Сначала обо всём, потом о бледной Соне, которую все уважали, потому что месяц тому назад профессор разрезал ей живот, потом о Шуре, о Карле, и, наконец, о том, что их интересовало больше всего — об операционной…
— Там страшно, — говорила Лиза, пожимаясь, делая губами: «брррр…» — и начинала тихо стучать ногой о постель.
Стёпка вытаращивал глаза и уверял, что, когда он был там, он видел машину, которая рубит сразу пять ног. Она стоит в углу, под ней разводят огонь, и она начинает шипеть.
— Ты глуп, Стёпка! — коротко решила Лиза, которая не верила ничему, что он рассказывал.
Стёпка вообще видел то, чего не видел никто. Больница казалась ему огромной, как город. В ней было сто лестниц и тысяча дверей. Он сам считал.
В конце коридора, куда он иногда ковылял, он видел шкаф, и там стоял живой человек с собачьей головой, которая скалила зубы, а в одной палате, направо, в другом конце, лежал больной, которому профессор вырезал глаз.

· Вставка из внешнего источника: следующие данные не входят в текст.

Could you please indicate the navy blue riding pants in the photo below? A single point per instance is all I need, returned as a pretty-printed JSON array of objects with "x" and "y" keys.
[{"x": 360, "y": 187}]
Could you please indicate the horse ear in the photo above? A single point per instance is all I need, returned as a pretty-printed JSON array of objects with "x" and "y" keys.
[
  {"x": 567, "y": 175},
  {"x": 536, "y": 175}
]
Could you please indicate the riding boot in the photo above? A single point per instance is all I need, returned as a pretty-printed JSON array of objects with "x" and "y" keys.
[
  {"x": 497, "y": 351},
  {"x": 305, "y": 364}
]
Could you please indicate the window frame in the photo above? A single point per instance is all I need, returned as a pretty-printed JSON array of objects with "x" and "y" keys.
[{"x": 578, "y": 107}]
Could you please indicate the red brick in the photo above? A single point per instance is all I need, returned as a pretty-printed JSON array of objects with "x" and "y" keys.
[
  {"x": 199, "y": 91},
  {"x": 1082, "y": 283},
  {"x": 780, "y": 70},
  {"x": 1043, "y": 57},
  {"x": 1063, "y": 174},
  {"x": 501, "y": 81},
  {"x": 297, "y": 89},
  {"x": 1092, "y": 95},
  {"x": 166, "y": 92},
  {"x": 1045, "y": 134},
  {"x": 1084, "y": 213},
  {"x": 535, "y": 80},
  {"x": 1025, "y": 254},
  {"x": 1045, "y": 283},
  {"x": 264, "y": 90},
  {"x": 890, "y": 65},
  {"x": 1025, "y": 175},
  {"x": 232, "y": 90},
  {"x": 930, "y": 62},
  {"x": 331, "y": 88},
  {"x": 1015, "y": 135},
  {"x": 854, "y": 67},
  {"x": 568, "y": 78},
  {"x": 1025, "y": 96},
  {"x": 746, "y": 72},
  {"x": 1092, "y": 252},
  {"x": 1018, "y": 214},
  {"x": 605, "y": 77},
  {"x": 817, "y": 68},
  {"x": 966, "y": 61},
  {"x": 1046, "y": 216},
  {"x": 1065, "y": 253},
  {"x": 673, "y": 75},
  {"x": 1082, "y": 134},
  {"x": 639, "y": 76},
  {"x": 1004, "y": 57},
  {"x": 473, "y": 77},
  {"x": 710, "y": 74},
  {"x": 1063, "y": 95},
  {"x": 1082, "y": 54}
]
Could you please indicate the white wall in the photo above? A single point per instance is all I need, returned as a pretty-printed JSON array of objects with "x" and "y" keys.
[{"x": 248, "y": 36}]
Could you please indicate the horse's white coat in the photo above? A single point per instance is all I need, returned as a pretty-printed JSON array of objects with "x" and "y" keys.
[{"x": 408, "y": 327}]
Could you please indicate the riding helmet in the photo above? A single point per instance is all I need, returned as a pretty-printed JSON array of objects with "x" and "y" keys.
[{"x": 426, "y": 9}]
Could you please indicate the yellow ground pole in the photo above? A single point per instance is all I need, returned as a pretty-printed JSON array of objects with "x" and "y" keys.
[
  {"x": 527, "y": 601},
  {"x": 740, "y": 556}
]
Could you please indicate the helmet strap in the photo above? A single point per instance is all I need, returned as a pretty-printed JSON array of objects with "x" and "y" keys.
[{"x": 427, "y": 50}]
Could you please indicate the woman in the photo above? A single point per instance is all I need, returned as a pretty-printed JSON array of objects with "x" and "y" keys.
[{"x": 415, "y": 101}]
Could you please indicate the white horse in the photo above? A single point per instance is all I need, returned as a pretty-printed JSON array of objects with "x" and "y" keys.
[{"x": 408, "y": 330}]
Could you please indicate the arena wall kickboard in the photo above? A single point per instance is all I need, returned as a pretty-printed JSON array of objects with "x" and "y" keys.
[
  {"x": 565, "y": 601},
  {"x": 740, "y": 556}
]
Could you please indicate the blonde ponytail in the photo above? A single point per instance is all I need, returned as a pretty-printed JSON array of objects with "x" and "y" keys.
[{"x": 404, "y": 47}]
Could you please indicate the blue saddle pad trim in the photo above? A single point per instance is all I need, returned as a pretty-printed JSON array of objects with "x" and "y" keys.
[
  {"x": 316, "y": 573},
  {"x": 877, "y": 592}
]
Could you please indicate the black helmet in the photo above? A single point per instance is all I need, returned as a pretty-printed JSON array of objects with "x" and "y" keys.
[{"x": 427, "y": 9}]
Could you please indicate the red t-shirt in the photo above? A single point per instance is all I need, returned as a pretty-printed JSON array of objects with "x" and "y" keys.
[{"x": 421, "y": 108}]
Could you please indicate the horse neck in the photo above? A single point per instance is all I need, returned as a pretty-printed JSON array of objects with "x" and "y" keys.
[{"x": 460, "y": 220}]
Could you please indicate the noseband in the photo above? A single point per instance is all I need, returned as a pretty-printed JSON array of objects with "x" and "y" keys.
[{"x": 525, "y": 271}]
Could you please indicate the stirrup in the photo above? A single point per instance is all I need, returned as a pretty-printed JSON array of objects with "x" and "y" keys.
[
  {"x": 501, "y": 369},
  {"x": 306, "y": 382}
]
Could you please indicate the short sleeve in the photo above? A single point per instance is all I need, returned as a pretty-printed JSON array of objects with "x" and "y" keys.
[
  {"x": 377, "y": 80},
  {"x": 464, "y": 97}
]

Этот глаз лежит теперь в банке в другом шкафу и мигает, когда кто-нибудь проходит мимо, как живой.
А самые страшные вещи были на дворе.
Там стояла мертвецкая, а в ней всегда было двести мертвецов.
В полночь они подымались и начинали плясать, а потом искали профессора, чтобы его задушить, но не находили, и от злости выли и дрались между собой.
— Ты глуп, Стёпка! — говорила изумлённая Лиза.